In Odessa Texas in 1976, a young Mexican girl Gloria Ramirez has been violently attacked. She crawls to the nearby farmhouse of Mary Rose Whitehead, but is followed by her assailant Dale Strickland. Mary Rose is able to call the police who take Dale into custody. He is subsequently put on trial where Mary Rose testifies against him. The story also follows the perspective of others connected to this event – Corrine, Mary Rose’s neighbour; Debra Ann, a girl whose mother left the family home years ago; Ginny, Debra Ann’s mother; Suzanne, the town’s Good Samaritan; and Karla, a work colleague of Corrine’s.
“I do know him – who he is and what he’s done.”
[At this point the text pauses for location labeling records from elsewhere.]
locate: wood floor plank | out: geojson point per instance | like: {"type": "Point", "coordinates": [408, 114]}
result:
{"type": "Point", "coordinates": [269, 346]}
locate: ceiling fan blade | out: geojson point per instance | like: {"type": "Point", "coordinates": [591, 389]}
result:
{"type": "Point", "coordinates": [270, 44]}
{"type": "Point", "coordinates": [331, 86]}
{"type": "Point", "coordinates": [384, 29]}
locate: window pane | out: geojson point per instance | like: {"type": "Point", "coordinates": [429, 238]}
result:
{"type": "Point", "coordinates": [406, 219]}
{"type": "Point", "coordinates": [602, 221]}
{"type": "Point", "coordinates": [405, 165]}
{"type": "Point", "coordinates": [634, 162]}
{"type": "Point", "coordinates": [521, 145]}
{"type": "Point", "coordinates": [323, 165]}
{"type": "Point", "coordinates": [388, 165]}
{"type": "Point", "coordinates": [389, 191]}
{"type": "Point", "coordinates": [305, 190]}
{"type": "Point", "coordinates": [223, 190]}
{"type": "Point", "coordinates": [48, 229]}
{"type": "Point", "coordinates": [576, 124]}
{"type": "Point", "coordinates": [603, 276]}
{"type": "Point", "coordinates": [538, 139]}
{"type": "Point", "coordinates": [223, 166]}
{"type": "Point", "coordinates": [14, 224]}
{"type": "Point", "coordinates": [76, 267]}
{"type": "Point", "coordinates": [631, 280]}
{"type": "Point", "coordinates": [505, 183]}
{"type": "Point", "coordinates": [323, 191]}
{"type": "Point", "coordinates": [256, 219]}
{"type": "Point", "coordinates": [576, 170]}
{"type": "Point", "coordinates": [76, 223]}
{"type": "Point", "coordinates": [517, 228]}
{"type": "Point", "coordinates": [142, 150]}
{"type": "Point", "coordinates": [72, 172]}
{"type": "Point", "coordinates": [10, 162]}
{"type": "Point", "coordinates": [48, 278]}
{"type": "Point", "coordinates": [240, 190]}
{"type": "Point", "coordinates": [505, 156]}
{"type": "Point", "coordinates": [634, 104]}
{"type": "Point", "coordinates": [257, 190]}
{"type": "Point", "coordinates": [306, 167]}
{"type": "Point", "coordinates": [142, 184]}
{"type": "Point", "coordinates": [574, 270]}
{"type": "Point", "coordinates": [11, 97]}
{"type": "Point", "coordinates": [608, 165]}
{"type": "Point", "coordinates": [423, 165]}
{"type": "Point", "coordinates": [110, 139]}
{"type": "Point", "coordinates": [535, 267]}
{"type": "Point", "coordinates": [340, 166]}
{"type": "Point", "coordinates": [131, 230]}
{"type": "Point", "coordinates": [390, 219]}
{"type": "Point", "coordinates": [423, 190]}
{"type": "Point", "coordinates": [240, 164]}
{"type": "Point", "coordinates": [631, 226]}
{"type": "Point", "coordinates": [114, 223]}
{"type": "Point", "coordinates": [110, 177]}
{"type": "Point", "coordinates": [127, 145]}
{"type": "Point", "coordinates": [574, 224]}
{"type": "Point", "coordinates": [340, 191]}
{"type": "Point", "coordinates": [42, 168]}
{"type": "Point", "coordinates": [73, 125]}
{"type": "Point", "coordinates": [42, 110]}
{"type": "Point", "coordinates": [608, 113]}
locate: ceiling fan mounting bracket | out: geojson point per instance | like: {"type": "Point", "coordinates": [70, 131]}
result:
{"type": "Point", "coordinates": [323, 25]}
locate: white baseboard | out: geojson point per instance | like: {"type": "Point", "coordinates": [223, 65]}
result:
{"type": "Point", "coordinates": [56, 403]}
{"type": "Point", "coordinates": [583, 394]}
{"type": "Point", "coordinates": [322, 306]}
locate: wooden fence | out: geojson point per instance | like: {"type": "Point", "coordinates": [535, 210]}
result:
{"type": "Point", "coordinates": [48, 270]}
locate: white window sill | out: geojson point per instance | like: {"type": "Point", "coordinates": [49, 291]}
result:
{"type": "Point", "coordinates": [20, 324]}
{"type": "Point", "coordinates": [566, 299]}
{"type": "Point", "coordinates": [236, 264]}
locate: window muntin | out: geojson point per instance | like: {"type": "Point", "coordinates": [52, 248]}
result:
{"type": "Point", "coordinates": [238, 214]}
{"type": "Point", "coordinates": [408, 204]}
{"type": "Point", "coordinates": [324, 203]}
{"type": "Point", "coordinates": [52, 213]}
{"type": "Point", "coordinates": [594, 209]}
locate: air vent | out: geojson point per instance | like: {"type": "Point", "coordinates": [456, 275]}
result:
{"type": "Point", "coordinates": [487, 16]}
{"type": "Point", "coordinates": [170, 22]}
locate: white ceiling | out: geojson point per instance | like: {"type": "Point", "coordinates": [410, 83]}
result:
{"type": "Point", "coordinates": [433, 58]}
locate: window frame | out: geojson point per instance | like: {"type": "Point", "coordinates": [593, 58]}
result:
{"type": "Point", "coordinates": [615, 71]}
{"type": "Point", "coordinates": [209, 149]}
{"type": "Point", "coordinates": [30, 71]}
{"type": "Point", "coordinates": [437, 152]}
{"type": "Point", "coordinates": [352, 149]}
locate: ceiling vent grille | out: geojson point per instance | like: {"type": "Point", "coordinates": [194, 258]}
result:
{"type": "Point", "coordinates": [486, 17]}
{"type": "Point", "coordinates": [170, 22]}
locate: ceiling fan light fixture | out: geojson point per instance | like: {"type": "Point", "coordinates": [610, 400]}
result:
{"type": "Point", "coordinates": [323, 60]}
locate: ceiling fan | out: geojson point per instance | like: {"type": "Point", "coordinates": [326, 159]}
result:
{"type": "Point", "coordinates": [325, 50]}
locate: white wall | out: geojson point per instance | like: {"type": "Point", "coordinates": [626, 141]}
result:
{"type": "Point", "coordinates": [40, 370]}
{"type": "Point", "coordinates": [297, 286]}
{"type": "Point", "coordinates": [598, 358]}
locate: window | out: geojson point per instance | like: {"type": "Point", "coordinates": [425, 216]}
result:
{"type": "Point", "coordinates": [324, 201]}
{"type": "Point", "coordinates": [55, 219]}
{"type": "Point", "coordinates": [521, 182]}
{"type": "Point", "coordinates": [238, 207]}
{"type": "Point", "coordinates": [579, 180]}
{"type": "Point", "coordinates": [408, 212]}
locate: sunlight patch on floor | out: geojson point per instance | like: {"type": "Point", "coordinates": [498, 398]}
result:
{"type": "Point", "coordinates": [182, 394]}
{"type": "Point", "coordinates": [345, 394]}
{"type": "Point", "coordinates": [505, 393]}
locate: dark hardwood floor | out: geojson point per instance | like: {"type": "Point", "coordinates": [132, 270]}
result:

This book expertly brings together the lives of various women touched by the crime committed against Gloria Ramirez, and tells a heartbreaking story that is often uplifting, and wonderfully atmospheric. Washington Post: “Several of these chapters are masterful short stories in their own right, but Wetmore knits them together with increasing intensity.” Kirkus: “From its chilling opening to its haunting conclusion, this astonishing novel will resonate with many readers.”
Quotes:
“I used to believe a person could teach herself to be merciful if she tried hard enough to walk in somebody else’s shoes, if she was willing to do the hard work of imagining the heart and mind of a thief, say, or a murderer, or a man who drove a fourteen-year-old girl out into the oil patch and spent the night raping her.”
“The day is lit up like an interrogation room, the sun a fierce bulb in an otherwise empty sky.”